Retrieve Endpoints for provided list of schemas

discover_schema_endpoints.py This script:

  • Takes as an input a csv file of parent-child schema relations (defaults to the schema_parent_child.csv file generated by another script)
    • Note that the input file MUST contain as a subset the following columns in any order: Parent_Schema, Field, Child_Schema, Searched_bool
  • Returns as a csv file a table of relevant endpoints to all parent and children schemas in the provided file. The endpoints are for successful response types only (i.e. 2XX)
    • The output file is tabulated with the following columns: Path, HTTP_method, HTTP_response, Schema To run this script from within the data_analysiss folder:
python3 discover_schema_endpoints.py

OR you can manually specify a file to load in with:

python3 discover_schema_endpoints.py "outputs/some_other_file.csv"

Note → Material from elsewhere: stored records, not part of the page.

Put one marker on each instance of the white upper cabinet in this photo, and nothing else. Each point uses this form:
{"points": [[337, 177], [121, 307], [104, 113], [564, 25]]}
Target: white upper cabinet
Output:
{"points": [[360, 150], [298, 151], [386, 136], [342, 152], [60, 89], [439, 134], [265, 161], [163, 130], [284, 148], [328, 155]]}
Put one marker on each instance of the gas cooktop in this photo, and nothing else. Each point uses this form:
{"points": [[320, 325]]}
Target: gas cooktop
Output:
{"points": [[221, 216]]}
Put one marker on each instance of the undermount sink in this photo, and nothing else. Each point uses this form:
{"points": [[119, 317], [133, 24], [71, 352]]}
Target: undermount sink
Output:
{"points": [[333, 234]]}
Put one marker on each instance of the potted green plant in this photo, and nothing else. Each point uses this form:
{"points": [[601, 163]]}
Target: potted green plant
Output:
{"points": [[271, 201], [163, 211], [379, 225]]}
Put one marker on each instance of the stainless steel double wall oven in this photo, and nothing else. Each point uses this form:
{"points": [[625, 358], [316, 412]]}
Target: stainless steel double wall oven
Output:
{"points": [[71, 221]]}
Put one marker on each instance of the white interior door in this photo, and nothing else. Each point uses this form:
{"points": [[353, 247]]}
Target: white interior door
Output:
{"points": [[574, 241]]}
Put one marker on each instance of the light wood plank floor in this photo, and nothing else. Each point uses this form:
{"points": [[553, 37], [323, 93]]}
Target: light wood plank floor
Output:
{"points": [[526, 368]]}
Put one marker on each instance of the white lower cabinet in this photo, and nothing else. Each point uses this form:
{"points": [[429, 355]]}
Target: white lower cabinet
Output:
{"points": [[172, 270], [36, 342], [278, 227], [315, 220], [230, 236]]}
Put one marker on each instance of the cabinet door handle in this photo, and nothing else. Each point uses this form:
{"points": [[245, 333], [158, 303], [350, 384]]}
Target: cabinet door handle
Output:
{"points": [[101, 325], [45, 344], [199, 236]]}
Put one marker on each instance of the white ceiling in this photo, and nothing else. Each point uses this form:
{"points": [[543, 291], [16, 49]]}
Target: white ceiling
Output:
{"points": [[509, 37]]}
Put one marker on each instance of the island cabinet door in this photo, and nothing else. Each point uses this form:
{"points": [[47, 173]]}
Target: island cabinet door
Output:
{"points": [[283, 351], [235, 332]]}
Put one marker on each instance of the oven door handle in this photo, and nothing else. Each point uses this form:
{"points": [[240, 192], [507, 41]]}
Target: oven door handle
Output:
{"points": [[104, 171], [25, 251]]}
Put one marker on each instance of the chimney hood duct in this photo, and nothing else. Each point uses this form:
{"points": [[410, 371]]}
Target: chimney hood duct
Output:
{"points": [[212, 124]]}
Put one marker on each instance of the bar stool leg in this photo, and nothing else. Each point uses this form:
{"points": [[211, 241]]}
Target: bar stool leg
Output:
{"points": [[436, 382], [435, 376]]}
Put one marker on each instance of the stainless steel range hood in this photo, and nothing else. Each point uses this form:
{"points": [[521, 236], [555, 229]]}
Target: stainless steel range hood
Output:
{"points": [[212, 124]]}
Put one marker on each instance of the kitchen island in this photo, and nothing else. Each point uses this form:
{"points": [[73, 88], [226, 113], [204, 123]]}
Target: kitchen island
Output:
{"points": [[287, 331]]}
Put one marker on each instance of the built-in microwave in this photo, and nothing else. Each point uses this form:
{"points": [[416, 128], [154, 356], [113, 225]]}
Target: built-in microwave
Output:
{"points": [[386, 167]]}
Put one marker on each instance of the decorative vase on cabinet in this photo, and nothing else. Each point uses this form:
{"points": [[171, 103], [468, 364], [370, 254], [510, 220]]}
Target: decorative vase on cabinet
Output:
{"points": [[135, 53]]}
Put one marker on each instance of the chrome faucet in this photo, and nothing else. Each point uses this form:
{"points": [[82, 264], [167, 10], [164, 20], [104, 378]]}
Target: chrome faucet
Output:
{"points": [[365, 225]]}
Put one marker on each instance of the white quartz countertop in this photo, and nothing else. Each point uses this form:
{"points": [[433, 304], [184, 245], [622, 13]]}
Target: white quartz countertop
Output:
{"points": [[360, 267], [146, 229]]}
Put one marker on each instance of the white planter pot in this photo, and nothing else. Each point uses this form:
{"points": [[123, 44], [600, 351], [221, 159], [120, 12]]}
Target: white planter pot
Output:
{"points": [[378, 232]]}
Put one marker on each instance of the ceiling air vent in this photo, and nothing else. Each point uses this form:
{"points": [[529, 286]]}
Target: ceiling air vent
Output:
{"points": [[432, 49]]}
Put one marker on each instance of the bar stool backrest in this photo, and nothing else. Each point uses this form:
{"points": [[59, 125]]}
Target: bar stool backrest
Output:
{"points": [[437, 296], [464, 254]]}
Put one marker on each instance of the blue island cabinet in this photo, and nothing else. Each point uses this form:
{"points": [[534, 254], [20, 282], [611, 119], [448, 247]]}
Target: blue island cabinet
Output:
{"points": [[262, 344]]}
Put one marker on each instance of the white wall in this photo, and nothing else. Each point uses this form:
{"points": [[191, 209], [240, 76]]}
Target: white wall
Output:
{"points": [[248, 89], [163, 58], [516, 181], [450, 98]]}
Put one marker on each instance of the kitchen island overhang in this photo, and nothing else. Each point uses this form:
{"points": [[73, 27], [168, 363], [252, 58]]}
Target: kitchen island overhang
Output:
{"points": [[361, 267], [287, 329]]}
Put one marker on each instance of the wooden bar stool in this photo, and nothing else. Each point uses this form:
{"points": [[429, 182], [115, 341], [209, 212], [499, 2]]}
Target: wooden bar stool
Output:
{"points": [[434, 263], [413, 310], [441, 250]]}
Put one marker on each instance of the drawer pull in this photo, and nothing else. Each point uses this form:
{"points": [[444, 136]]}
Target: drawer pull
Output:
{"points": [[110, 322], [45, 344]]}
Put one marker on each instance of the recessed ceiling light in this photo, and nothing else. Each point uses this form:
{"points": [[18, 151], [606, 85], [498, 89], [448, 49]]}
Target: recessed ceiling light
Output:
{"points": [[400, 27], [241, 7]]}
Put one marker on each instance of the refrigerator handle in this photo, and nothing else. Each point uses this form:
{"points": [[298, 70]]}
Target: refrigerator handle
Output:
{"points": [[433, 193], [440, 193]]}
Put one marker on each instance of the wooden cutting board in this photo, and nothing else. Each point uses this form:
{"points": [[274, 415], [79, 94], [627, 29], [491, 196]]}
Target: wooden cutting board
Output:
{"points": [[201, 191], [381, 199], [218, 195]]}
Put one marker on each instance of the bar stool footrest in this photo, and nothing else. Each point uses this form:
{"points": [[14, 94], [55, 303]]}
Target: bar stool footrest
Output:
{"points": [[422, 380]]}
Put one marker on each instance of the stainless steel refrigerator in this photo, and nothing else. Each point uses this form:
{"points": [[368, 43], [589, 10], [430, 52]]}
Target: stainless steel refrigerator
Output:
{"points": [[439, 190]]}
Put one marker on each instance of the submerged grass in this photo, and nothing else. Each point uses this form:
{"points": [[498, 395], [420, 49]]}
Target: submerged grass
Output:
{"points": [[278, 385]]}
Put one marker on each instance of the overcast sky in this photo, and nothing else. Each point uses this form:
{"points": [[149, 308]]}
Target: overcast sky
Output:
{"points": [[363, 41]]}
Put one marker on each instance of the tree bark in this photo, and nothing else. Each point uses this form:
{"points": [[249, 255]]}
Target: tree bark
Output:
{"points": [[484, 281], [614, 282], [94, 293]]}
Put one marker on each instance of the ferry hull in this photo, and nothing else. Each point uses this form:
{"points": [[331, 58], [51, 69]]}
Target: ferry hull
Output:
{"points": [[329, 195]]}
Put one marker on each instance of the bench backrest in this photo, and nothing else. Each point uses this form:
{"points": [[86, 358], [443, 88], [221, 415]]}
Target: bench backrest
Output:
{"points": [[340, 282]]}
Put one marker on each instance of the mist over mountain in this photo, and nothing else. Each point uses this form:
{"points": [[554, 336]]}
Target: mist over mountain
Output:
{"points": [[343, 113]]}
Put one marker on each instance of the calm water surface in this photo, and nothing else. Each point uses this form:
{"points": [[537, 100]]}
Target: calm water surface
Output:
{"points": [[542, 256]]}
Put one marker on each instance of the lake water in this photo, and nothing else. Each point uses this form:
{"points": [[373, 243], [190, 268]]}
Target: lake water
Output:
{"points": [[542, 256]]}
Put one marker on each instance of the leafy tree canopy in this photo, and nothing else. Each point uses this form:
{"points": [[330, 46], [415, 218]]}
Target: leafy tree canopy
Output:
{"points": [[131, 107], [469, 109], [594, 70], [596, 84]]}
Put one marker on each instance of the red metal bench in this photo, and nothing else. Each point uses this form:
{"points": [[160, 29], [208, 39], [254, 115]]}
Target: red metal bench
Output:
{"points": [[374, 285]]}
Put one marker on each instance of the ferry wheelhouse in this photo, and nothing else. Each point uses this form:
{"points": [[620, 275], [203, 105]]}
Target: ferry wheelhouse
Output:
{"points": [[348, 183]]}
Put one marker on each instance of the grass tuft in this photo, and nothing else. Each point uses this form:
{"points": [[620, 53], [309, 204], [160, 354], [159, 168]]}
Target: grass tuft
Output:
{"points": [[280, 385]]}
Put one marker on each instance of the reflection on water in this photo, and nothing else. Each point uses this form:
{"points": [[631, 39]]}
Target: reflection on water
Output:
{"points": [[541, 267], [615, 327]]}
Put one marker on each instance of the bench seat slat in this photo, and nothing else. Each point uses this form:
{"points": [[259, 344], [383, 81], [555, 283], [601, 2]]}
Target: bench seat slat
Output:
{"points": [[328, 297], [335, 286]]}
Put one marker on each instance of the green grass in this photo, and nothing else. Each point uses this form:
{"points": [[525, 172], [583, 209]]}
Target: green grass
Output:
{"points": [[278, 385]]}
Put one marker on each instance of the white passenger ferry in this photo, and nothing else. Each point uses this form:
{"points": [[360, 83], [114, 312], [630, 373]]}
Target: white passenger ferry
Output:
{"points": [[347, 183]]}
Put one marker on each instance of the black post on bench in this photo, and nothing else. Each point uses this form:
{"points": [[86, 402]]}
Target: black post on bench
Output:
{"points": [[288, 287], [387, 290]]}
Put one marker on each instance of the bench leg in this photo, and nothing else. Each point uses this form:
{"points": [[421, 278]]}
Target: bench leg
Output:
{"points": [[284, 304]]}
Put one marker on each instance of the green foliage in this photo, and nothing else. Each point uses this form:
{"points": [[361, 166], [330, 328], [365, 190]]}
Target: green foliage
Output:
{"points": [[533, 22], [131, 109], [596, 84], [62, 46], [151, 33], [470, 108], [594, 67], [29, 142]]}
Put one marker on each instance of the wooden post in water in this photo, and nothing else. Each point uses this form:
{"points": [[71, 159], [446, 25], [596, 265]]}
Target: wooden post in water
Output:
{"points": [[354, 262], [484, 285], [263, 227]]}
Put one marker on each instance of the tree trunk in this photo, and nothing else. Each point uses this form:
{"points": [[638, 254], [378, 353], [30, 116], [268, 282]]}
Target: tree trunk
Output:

Noting that the file must contain expected columns

Search all published APIs for search phrase

search_apis_for_phrase.py This script:

  • Takes a search term or even a phrase and searches every API listed in the published APIs of Structurizr
  • The search is not case or space delimiter sensitive, and works by scanning only the paths and schemas of the api-docs (which is where the relevant information will be).
  • It generates an in-memory data frame of search results for both the Schema and the Path search, and returns these data frames as csv tables.
python3 search_apis_for_phrase.py "search phrase"

Limitations:

  • The script will handle timeouts and other common API errors.
  • If there is a limitation on accessing a URL from a non MoJ device, this script will also be limited in that way
    • In this regard all of the links only work when running the search on an MoJ device
  • The URLs are currently hardcoded due to non-obvious ways of retrieving the api-docs dynamically
    • A potential upgrade could be with a webscraper but I don't know if the computational complexity is worth the effort

Modules

This repository contains the following Python modules:

Constants

There is a constants directory, initialised to be a module directory, containing constants and common objects used by the scripts. This allows you to edit constants in one location, without having to amend other scripts in the base data_analysis directory. Feel free to explore them for more functionality.

Contributing

Contributions to this tooling section are welcome, as long as they can be executed in Python. Autodocumentation is a potential and the desire is to keep this option open as this tooling section expands.